Question 6
So far we have shown that if we find a value \(\lambda^{*}\) such that the pair \(\left(x_{1}\left(\lambda^{*}\right),x_{2}\left(\lambda^{*}\right)\right)\) that maximizes \(L=x_{1}x_{2}-\lambda^{*}\left(p_{1}x_{1}+p_{2}x_{2}\right)\) satisfies the budget constraint with equality (i.e. such that \(p_{1}x_{1}\left(\lambda^{*}\right)+p_{2}x_{2}\left(\lambda^{*}\right)=y\) then \(\left(x_{1}\left(\lambda^{*}\right),x_{2}\left(\lambda^{*}\right)\right)\) is a solution to the original problem of maximizing \(u\left(x_{1},x_{2}\right)=x_{1}x_{2}\) under the budget constraint \(p_{1}x_{1}+p_{2}x_{2}\leq y\).
Now let us try to actually find this value \(\lambda^{*}\) for our particular problem with \(u\left(x_{1},x_{2}\right)=\log\left(x_{1}\right)+log(x_{2})\).
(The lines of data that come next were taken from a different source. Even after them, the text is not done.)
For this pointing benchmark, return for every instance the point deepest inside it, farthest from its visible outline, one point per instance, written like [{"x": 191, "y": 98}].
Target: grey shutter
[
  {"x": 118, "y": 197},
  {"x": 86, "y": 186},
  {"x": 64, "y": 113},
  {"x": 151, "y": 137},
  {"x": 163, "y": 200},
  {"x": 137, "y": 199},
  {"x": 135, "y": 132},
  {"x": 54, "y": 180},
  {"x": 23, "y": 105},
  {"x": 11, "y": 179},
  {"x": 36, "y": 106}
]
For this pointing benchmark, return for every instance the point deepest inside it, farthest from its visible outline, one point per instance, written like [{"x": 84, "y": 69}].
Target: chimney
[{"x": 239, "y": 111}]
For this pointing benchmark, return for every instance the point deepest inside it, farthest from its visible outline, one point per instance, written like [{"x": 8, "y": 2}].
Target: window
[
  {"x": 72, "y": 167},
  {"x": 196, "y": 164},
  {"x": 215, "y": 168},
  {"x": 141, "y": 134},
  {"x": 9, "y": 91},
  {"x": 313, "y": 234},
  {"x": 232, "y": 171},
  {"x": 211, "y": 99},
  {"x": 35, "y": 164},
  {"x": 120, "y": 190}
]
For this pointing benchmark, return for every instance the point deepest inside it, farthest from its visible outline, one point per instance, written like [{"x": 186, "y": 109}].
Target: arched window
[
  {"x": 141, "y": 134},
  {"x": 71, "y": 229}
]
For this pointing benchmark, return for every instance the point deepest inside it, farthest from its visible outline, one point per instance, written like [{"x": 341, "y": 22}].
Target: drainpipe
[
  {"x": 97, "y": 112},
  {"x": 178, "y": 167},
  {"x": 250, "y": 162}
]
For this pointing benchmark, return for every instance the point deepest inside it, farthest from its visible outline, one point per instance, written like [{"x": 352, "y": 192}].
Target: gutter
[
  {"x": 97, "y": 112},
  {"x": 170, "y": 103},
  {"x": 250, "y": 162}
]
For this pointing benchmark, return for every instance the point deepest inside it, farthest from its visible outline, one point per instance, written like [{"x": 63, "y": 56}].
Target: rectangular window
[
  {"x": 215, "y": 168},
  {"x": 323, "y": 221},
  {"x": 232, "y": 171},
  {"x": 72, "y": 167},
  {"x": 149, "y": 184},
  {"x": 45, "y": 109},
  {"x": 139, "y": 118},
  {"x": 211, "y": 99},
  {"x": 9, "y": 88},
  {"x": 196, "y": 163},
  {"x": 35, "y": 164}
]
First let us first find \(\left(x_{1}\left(\lambda\right),x_{2}\left(\lambda\right)\right)\) for any \(\lambda\). (As we have said above, \(\left(x_{1}\left(\lambda\right),x_{2}\left(\lambda\right)\right)\) denotes the solution to the problem of maximizing \(L=\log\left(x_{1}\right)+log(x_{2})-\lambda\left(p_{1}x_{1}+p_{2}x_{2}\right))\). Drag and drop the equations into the categories:
Category 1: First order condition for \(x_{1}\)
\(\frac{\partial L}{\partial x_{1}}=0\)
\(\frac{1}{x_{1}}-\lambda p_{1}=0\)
Category 1: First order condition for \(x_{1}\)
\(\frac{\partial L}{\partial x_{2}}=0\)
\(\frac{1}{x_{2}}-\lambda p_{2}=0\)